I was glad to be alive, and so thankful to God that after some months of leaving him out and doing my own thing, he still cared enough to rescue me. I vowed in return to dedicate my life to him in any way I could, and within 7 years I had embarked on the pathway that led me to where I am now, and that leads me onto my final life-changing moment.

On April 25th 2007 I left England to come and work here in Medford, OR for The Dove. I had been over for 2 months the previous September just to see if life in the US was going to work out. It did and it has.

There's no doubting that leaving your home country and moving to a foreign land is a huge upheaval in many ways, but the process has been made so much easier by my wonderful talented and fun-loving work colleagues, the listeners and locals I've got to know along the way, and most of all, at church, by the worship ministry people, the pastors, the Mighty Men, and my new US family, the Life Group, without which I'd be a mess. I love you guys.

So there you are. My 5 life-changing moments. Sorry it was a bit long, but it all needed saying, some of it perhaps for the first time.

I wonder which moments have shaped your life...?

My 5 Life-changing moments - Part 2

We're up to the third in my 5 life-changing moments, and this one was in 1985, during an event that Steve Chalke (see 2) had enlisted me in, the annual Spring Harvest conference, held in April in various holiday camp sites around the UK.

As part of Steve's fringe media team I was also hawking tapes by the band I'd joined (my first), the script-rock (sic.) band The S.T.A.T.E.S. (stands for Sharper Than Any Two Edged Sword - Hebrews 4:12) to some of the well-known British worship leaders who were there. I had already given a tape to Graham Kendrick (who is a big deal in the annals of UK worship) when the weather took a turn for the worse, and the 5,000 seater big top tent, which is a signature part of Spring Harvest and the place where all the main adult meetings are held, was blown down. This left Spring Harvest looking for extra venues, and extra musicians to play in these venues for the worship meetings.
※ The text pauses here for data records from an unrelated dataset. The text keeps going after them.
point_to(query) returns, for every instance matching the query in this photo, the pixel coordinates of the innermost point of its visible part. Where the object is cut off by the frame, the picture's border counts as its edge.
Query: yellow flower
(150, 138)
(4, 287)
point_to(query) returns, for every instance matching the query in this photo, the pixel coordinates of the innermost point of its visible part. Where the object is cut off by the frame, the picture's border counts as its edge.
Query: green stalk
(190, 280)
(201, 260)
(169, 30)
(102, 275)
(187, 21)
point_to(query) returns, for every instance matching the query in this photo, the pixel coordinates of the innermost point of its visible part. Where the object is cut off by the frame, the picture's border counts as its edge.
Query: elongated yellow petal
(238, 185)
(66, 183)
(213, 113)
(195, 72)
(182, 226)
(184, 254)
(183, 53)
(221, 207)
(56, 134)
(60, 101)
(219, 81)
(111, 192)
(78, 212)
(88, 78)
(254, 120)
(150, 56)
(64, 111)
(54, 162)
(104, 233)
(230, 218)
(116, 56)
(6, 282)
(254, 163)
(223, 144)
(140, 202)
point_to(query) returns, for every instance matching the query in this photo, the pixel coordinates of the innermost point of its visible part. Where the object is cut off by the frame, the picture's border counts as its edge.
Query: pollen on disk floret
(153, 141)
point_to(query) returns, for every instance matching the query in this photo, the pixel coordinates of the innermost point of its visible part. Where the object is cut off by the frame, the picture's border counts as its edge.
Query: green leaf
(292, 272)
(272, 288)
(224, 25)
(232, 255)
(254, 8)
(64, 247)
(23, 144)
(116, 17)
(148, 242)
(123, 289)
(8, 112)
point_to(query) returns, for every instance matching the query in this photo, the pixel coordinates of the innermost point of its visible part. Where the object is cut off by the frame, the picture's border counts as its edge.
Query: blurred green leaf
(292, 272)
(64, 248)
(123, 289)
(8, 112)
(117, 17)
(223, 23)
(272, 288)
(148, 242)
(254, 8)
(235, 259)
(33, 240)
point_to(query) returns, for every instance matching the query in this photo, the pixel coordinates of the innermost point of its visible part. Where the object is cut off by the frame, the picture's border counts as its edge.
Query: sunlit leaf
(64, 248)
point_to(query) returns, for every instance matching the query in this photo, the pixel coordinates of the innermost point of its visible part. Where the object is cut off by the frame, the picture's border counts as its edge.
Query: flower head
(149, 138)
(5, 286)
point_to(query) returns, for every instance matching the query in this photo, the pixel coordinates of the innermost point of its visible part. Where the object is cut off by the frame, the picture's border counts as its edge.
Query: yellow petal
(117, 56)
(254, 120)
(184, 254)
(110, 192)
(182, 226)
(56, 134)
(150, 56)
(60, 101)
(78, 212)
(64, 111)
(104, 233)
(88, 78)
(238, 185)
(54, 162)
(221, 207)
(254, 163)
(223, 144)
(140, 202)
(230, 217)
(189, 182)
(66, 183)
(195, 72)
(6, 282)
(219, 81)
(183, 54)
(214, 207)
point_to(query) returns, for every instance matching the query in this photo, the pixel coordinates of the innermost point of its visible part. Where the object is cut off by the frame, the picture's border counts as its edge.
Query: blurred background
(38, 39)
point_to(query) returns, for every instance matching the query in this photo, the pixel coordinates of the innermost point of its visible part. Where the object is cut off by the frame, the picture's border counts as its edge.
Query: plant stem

Graham must have remembered the tape, becuause I got a call from HIS bass player Les Moir, who is now a friend and still involved in the UK Christian music scene, asking if I played worship, and would I like to try out?

The rest, as they say is history. I played for a pickup worship band, got asked to tour with the leader, Ian Traynar, at other events, would up joining Youth For Christ's itinerant schools' band "TVB" for 2 years in 1993-5, was a founder member of the Saltmine Trust's band "Audacity" from 1996-98, and have toured all over the world, led worship in all manner of places and settings, appeared on a number of live worship albums, written countless songs, and worked with worship leaders and evangelists like Dave Pope, Graham Kendrick, Sue Rinaldi, Noel Richards, Chris Eaton, Luis Palau, Don Moen, Robin Mark and Calvin Hollingworth.
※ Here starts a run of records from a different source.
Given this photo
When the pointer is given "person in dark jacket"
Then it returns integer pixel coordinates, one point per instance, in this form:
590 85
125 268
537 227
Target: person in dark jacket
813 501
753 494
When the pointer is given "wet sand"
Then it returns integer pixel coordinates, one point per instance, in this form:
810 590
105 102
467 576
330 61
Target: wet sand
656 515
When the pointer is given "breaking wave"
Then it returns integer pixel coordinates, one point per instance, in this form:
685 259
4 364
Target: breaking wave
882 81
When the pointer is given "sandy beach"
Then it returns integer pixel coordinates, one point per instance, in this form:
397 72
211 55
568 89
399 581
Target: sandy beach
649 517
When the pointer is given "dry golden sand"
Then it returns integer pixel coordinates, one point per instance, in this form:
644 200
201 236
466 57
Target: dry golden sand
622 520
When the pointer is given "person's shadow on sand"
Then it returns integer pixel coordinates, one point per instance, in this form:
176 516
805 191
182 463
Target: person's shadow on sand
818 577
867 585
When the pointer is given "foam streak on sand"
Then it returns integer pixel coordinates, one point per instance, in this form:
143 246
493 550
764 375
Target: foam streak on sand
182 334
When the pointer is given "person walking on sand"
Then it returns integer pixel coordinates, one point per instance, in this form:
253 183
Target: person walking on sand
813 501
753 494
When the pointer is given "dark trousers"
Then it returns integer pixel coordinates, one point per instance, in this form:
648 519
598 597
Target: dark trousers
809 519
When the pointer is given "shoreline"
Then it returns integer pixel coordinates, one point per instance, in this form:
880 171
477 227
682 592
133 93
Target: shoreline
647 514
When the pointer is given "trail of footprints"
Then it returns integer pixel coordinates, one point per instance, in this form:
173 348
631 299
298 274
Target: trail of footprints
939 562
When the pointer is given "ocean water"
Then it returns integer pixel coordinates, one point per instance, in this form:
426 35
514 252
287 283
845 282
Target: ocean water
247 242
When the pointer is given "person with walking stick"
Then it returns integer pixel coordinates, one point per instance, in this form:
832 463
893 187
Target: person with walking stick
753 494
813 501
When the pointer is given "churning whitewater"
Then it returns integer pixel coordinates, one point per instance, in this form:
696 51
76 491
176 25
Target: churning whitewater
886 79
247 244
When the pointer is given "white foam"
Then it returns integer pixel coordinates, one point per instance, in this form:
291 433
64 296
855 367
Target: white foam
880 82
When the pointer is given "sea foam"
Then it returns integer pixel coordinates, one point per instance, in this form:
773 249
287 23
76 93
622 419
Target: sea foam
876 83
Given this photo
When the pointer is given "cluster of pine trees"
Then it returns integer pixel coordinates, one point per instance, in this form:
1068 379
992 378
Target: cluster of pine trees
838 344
All because it got a bit windy back on an April day in Minehead!

Now onto 4, and for this we switch to my college years at Kingston Polytechnic (as it was known before it became a University) in 1985 - again!

I was there to study teaching, and in my first year I met a girl called Laura, who was not a Christian, but at that stage I wasn't going to let that get in the way of some fun. Plus she was absolutely gorgeous!

After 6 months together, we drifted apart, but I didn't take it well. One night after spending my time in the Union bar downing vodka and blackcurrant juice, I went up to my room and emptied a bottle of aspirin down my throat and went to bed, imagining I would not wake up the next morning.